Pengabdian yang Dihidupi: Kongso Sukoco, Teater, dan Etika Kesetiaan

Minggu, 14 Desember 2025 - 20:48 WITA

facebook twitter whatsapp telegram line copy

URL berhasil dicopy

facebook icon twitter icon whatsapp icon telegram icon line icon copy

URL berhasil dicopy

Ia menjadi penanda nilai tentang kesetiaan, keberanian memilih jalan sunyi, dan komitmen merawat manusia melalui teater (Foto: dok FTI 2025)

Ia menjadi penanda nilai tentang kesetiaan, keberanian memilih jalan sunyi, dan komitmen merawat manusia melalui teater (Foto: dok FTI 2025)

CERAKEN.ID- Pada malam penutupan Festival Teater Indonesia (FTI) 2025, Jum’at, 12 Desember 2025, Gedung Tertutup Taman Budaya Provinsi Nusa Tenggara Barat (NTB) tidak hanya menjadi ruang seremoni, tetapi menjelma menjadi ruang ingatan kolektif. Di sanalah Sutradara Bengkel Aktor Mataram, Kongso Sukoco, menerima Penghargaan Pengabdian Seumur Hidup, sebuah penanda perjalanan panjang, sunyi, dan konsisten dalam dunia teater Indonesia.
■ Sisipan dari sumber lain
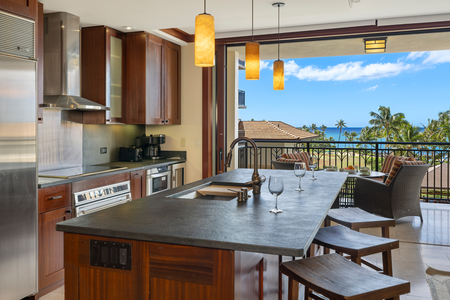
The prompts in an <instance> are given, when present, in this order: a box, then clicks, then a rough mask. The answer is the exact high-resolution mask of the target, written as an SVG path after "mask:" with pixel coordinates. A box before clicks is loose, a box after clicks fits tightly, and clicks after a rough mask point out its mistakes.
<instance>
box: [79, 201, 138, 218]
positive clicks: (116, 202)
mask: <svg viewBox="0 0 450 300" xmlns="http://www.w3.org/2000/svg"><path fill="white" fill-rule="evenodd" d="M130 201H131V199H121V200H119V201H117V202H114V203H111V204H109V205H104V206H100V207H97V208H93V209H88V210H80V215H87V214H90V213H93V212H96V211H100V210H104V209H106V208H110V207H113V206H116V205H119V204H123V203H126V202H130Z"/></svg>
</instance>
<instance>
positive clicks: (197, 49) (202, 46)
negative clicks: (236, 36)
mask: <svg viewBox="0 0 450 300" xmlns="http://www.w3.org/2000/svg"><path fill="white" fill-rule="evenodd" d="M215 44H216V38H215V33H214V17H213V16H211V15H210V14H207V13H206V0H205V2H204V11H203V13H202V14H199V15H198V16H197V17H196V18H195V65H196V66H197V67H212V66H214V56H215V52H216V51H215Z"/></svg>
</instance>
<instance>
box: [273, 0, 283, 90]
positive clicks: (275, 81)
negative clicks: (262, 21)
mask: <svg viewBox="0 0 450 300" xmlns="http://www.w3.org/2000/svg"><path fill="white" fill-rule="evenodd" d="M272 6H273V7H277V8H278V59H277V60H276V61H274V62H273V89H274V90H276V91H282V90H284V61H282V60H280V7H283V6H284V3H282V2H277V3H274V4H272Z"/></svg>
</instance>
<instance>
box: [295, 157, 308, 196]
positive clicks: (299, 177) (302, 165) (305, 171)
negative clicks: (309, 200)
mask: <svg viewBox="0 0 450 300" xmlns="http://www.w3.org/2000/svg"><path fill="white" fill-rule="evenodd" d="M294 174H295V176H297V177H298V178H299V183H298V188H296V189H295V190H296V191H299V192H301V191H304V189H302V177H303V176H305V174H306V164H305V163H302V162H297V163H295V164H294Z"/></svg>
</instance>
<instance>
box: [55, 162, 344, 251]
mask: <svg viewBox="0 0 450 300" xmlns="http://www.w3.org/2000/svg"><path fill="white" fill-rule="evenodd" d="M252 172H253V170H250V169H238V170H234V171H230V172H227V173H224V174H221V175H217V176H213V177H210V178H207V179H203V180H200V181H197V182H194V183H191V184H188V185H185V186H182V187H178V188H176V189H171V190H169V191H165V192H162V193H158V194H155V195H151V196H147V197H144V198H141V199H138V200H134V201H132V202H130V203H127V204H123V205H119V206H115V207H112V208H109V209H105V210H102V211H99V212H96V213H92V214H89V215H86V216H81V217H78V218H73V219H71V220H68V221H65V222H61V223H58V224H57V225H56V229H57V230H58V231H64V232H70V233H78V234H88V235H96V236H106V237H113V238H114V237H115V238H124V239H133V240H142V241H151V242H161V243H169V244H180V245H190V246H199V247H209V248H218V249H228V250H239V251H248V252H257V253H268V254H276V255H287V256H296V257H299V256H303V254H304V252H305V249H307V248H308V247H309V245H310V244H311V242H312V240H313V238H314V236H315V234H316V232H317V230H318V229H319V228H320V225H321V224H322V222H323V220H324V218H325V216H326V214H327V212H328V210H329V209H330V207H331V206H332V204H333V202H334V199H335V198H336V196H337V195H338V193H339V191H340V189H341V187H342V185H343V184H344V182H345V180H346V178H347V175H348V174H347V173H345V174H344V173H339V172H336V173H334V172H316V174H315V175H316V177H317V178H318V180H315V181H312V180H308V179H309V177H311V173H310V172H307V174H306V176H305V177H304V178H303V179H302V186H303V188H304V189H305V191H304V192H301V193H299V192H296V191H294V189H295V188H296V187H297V186H298V178H297V177H295V176H294V174H293V172H292V171H285V170H260V174H263V175H265V176H266V177H267V181H266V182H265V183H264V185H263V187H262V193H261V194H259V195H253V194H252V197H251V198H250V199H249V200H248V201H246V202H237V201H236V200H230V201H214V200H197V199H178V198H167V197H166V196H168V195H172V194H174V193H178V192H181V191H184V190H187V189H190V188H193V187H196V186H198V185H201V184H205V183H208V182H230V183H234V184H239V183H243V182H247V181H249V180H250V178H251V174H252ZM270 175H282V176H283V179H284V192H283V193H282V194H281V195H280V196H279V197H278V208H280V209H282V210H283V213H280V214H277V215H275V214H272V213H269V210H270V209H272V208H273V207H274V206H275V197H274V196H273V195H271V194H270V193H269V191H268V178H269V176H270Z"/></svg>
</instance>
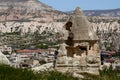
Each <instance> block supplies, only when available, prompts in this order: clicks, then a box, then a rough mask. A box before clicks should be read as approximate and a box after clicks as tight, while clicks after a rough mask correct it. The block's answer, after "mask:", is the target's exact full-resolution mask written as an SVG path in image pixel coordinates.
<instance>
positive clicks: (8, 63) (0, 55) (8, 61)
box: [0, 51, 10, 65]
mask: <svg viewBox="0 0 120 80" xmlns="http://www.w3.org/2000/svg"><path fill="white" fill-rule="evenodd" d="M0 64H6V65H10V61H9V60H8V59H7V57H6V56H5V55H4V54H3V53H2V52H1V51H0Z"/></svg>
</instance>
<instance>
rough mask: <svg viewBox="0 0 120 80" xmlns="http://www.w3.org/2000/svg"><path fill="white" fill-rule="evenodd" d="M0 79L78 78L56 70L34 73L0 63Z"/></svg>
mask: <svg viewBox="0 0 120 80" xmlns="http://www.w3.org/2000/svg"><path fill="white" fill-rule="evenodd" d="M0 80H78V78H74V77H72V76H71V75H70V74H63V73H61V72H57V71H44V72H39V73H38V72H37V73H34V72H33V71H31V70H28V69H18V68H13V67H10V66H7V65H0Z"/></svg>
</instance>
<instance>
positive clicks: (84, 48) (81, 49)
mask: <svg viewBox="0 0 120 80" xmlns="http://www.w3.org/2000/svg"><path fill="white" fill-rule="evenodd" d="M79 49H80V50H85V51H87V47H85V46H79Z"/></svg>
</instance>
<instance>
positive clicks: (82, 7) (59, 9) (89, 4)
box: [39, 0, 120, 11]
mask: <svg viewBox="0 0 120 80" xmlns="http://www.w3.org/2000/svg"><path fill="white" fill-rule="evenodd" d="M39 1H41V2H43V3H45V4H47V5H49V6H52V7H53V8H54V9H57V10H61V11H70V10H74V9H75V8H76V7H77V6H79V7H80V8H81V9H82V10H95V9H96V10H100V9H116V8H120V0H39Z"/></svg>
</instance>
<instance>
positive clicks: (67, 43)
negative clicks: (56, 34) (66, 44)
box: [66, 32, 74, 46]
mask: <svg viewBox="0 0 120 80" xmlns="http://www.w3.org/2000/svg"><path fill="white" fill-rule="evenodd" d="M73 37H74V35H73V33H72V32H70V33H69V36H68V39H67V41H66V44H67V45H69V46H74V42H73Z"/></svg>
Ketika naik ke panggung, Kongso tidak membawa retorika kemenangan. Kalimat yang ia ucapkan justru merendah, sekaligus menegaskan posisi etiknya sebagai pekerja seni.

“Saya berdiri di sini bukan sebagai ‘yang paling berjasa’,” ujarnya, “melainkan sebagai salah satu dari sekian banyak pekerja seni yang percaya bahwa teater memiliki kemampuan untuk menghidupkan kembali ruang-ruang kepekaan.”

Pernyataan itu seolah merangkum laku hidupnya: teater bukan alat pencapaian diri, melainkan cara merawat relasi kemanusiaan. Bagi Kongso, pengabdian pada teater sejatinya adalah pengabdian pada manusia. Panggung bukan sekadar tempat pertunjukan, melainkan ruang etika.

Setiap gestur aktor, setiap keputusan artistik, memiliki resonansi sosial. Dari kesadaran inilah perjalanan panjang Kongso dibaca dan diakui, bukan hanya oleh lembaga, tetapi oleh orang-orang yang hidup dan bertumbuh bersamanya dalam proses teater.

Kesetiaan sebagai Laku Hidup

Adhar Hakim, Koordinator TAG-P3K, menyebut Kongso sebagai sosok yang hampir seluruh hidupnya didedikasikan untuk kebudayaan dan teater. “Rasa-rasanya Kang Kongso ini tak punya waktu lain selain bergelut dengan kesenian dan teater,” ujarnya.

Bagi Adhar, penghargaan ini menegaskan satu hal penting: panggung sejati seorang aktor bukan semata panggung pertunjukan, melainkan “panggung abadi kehidupan itu sendiri.”

Adhar memaknai berkesenian sebagai dialektika, proses terus-menerus antara gagasan, kenyataan, dan keberpihakan nilai. Namun dialektika itu, katanya, hanya mungkin dijalani dengan kesetiaan.

Kongso telah membuktikan kesetiaan tersebut bukan dalam kata-kata, melainkan dalam laku panjang yang konsisten, bahkan ketika dunia di sekelilingnya berubah cepat.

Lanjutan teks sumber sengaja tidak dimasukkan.